Младший сделал такое лицо, что не поверить ему было трудно. Как у кота из мультика про Шрека. Хоть и было противно и стыдно.
– Вот-вот. Зачем соврал, понимаю. Не виню. Понимаю, почему ты себя за ихнего выдаёшь. Они – хорошие люди. Я тоже вначале ворчал, когда они заявились… но потом поумнел. «Орда – это порядок» – такой девиз у них. Так оно и есть. Виктора только рабовладельцы и людоеды не любят. Потому что он им жизни не даёт. Но врать ты не умеешь. Мне нет разницы, чей ты. Но хорошо, что ты нашим на глаза не попался. А то вечером навестила бы мой двор компания с топорами и обрезами. Чтобы узнать, кто ты. Я про тебя пока рассказывать не буду, а ты не суйся никуда со двора. И к забору не подходи, где решётка. Только в сортир, и всё. Ничего, отлежишься, почитаешь. Тут в тумбочке журналы старые есть… Человек без подготовки редко столько проходит зимой. Поход должен был убить тебя вернее, чем радиация. Повезло, что зима не очень лютая.

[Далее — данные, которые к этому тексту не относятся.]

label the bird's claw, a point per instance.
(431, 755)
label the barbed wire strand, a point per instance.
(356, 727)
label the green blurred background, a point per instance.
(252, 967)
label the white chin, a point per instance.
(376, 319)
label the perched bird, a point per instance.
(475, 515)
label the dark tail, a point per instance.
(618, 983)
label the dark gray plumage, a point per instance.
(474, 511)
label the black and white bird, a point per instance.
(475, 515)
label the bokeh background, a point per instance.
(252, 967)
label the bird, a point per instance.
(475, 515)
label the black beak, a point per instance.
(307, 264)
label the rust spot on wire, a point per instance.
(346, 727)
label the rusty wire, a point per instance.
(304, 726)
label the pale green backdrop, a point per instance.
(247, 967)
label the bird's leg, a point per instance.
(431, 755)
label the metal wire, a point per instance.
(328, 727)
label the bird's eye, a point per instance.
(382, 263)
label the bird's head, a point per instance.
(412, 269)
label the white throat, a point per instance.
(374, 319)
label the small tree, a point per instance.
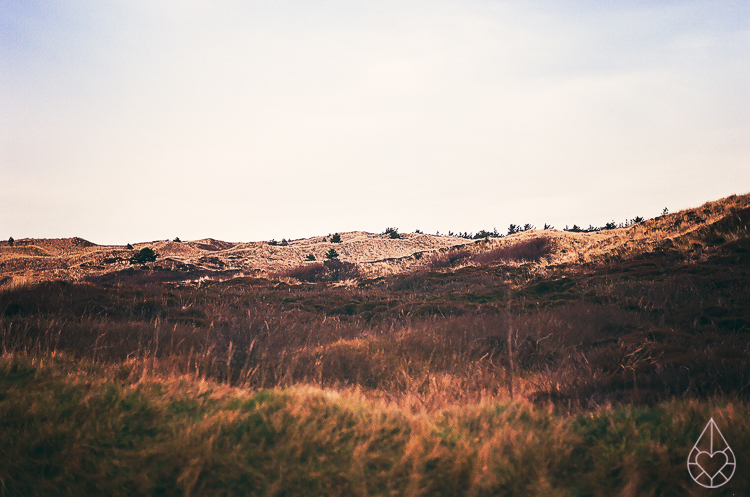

– Когда было совсем холодно, я прятался и отдыхал. Зато потом пытался наверстать.
– Сумасшедший. Какая необходимость так гнать?
– Сам не знаю, – произнёс Саша. – Не знаю сам… Вы говорили про людоедов. Они тут есть?
– Тех, кто только этим живёт… нет. Человек, конечно – лёгкая добыча. Даже по сравнению с зайцем, в которого попробуй попади. Но люди почти никогда не живут по одному. Самый тупой бандит это понимает. И людоедство всё-таки не в почёте. От него болезни всякие. Прионные. Мозг разлагается. Об этом и дикари знают. Поэтому там, где можно добыть зайца или выловить карася, людей едят только в крайнем случае. Ради хороших шмоток могут напасть, да. Но какая разница, съедят тебя или нет, если топором дадут по башке? Ладно, я тебе по чесноку скажу. Мы сами табличку про Орду повесили. Как и соседи с запада, из Сатки. Ты их не видел, когда шёл?
– Вроде видел. Наверное, это они за мной гнались. Чуть не поймали.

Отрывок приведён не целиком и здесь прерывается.